Había llegado el momento. El coche se acercaba al kilómetro seis. peter
observó como la ola emergía contra un cielo que se iba oscureciendo hasta
que su cresta blanca dejó de confundirse con una nube. Vio como se
elevaba a cámara lenta, seis metros, diez metros; una pared de agua que
avanzaba hacia ellas, negra como la noche.
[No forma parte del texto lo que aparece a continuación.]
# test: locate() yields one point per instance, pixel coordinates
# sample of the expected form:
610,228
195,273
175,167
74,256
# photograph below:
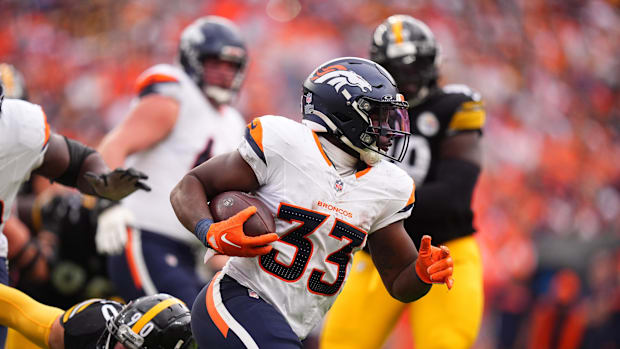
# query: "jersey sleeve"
86,321
32,131
160,79
400,203
469,114
258,148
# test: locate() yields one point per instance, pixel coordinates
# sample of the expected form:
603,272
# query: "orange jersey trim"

Su rugido casi ahogó el grito que salió del vehículo. Un alarido que no
parecía propio de ella, sino más bien de la madre. peter se estremeció. El
sonido indicaba que por fin habían visto la ola. Las luces de los frenos se
encendieron. Después se aceleró el motor. Demasiado tarde.
La tía Cora había cumplido con su palabra: había levantado la ola
perfectamente. Esta llevaba un tenue olor a citronela,
 el toque de Cora para
ocultar el hedor a metal quemado que acompañaba a la hechicería del
Céfiro. Compacta a lo ancho, la ola era más alta que un edificio de tres
plantas, con un vórtice concentrado en sus entrañas y un borde espumoso
que partiría el puente por la mitad, pero dejaría intacto el suelo a ambos
lados. Cumpliría con su función limpiamente y, lo que era más importante,
deprisa. Apenas daría tiempo a los turistas detenidos al principio del
puente a sacar los móviles para grabarlo.
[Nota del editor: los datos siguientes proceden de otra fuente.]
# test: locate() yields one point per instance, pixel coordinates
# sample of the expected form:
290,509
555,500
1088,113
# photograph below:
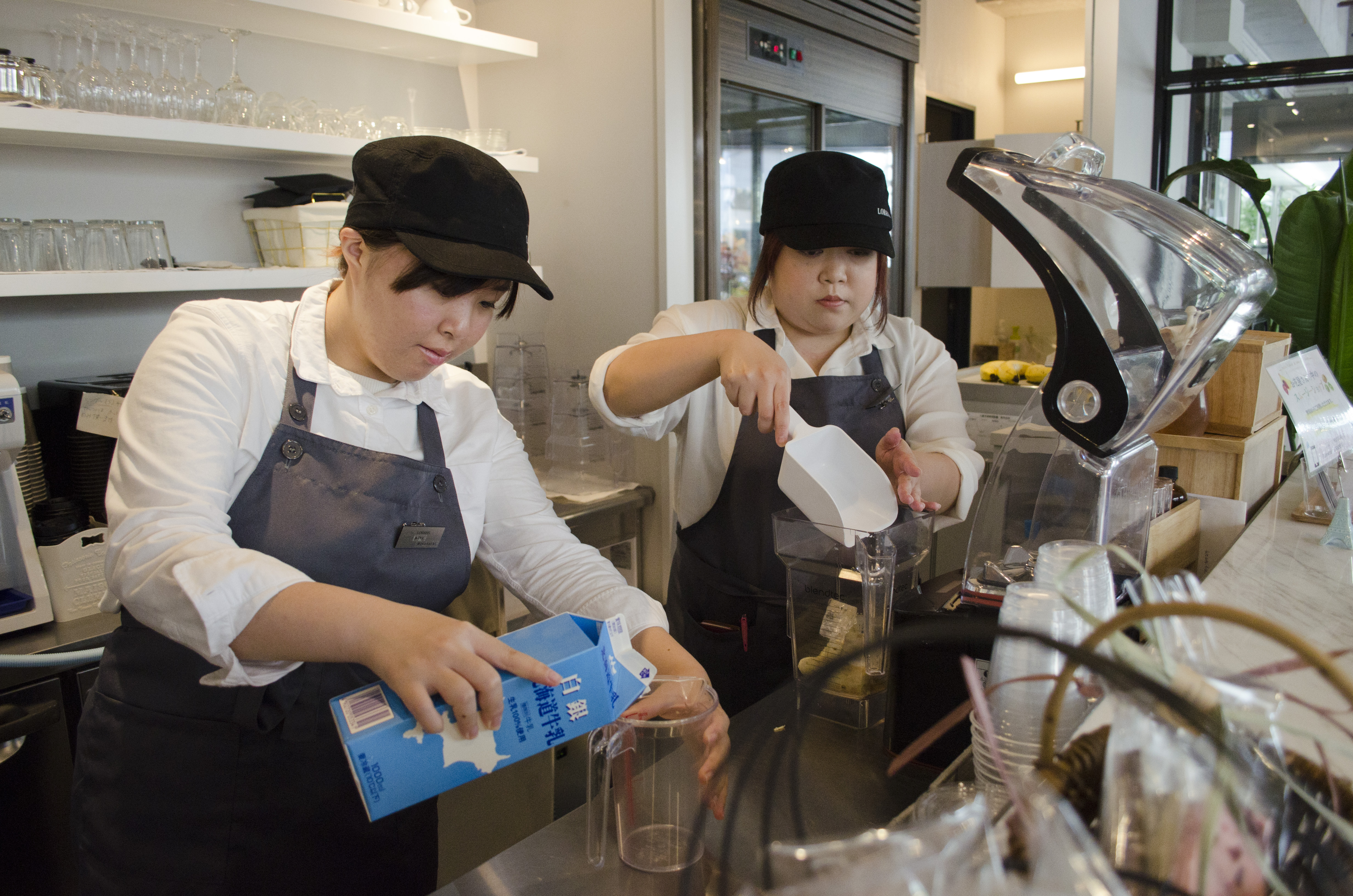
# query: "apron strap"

Cuando rompió la ola, el tubo se extendió por el puente y volvió hacia
atrás para chocar contra la barrera divisoria de la carretera a tres metros
delante del coche, justo como estaba planeado. El puente crujió. La
carretera se combó. El coche giró hacia el centro del remolino. El chasis se
llenó de agua. La ola lo levantó y el vehículo pasó por encima de la cresta
para salir disparado hacia el puente por una rampa de mar agitado.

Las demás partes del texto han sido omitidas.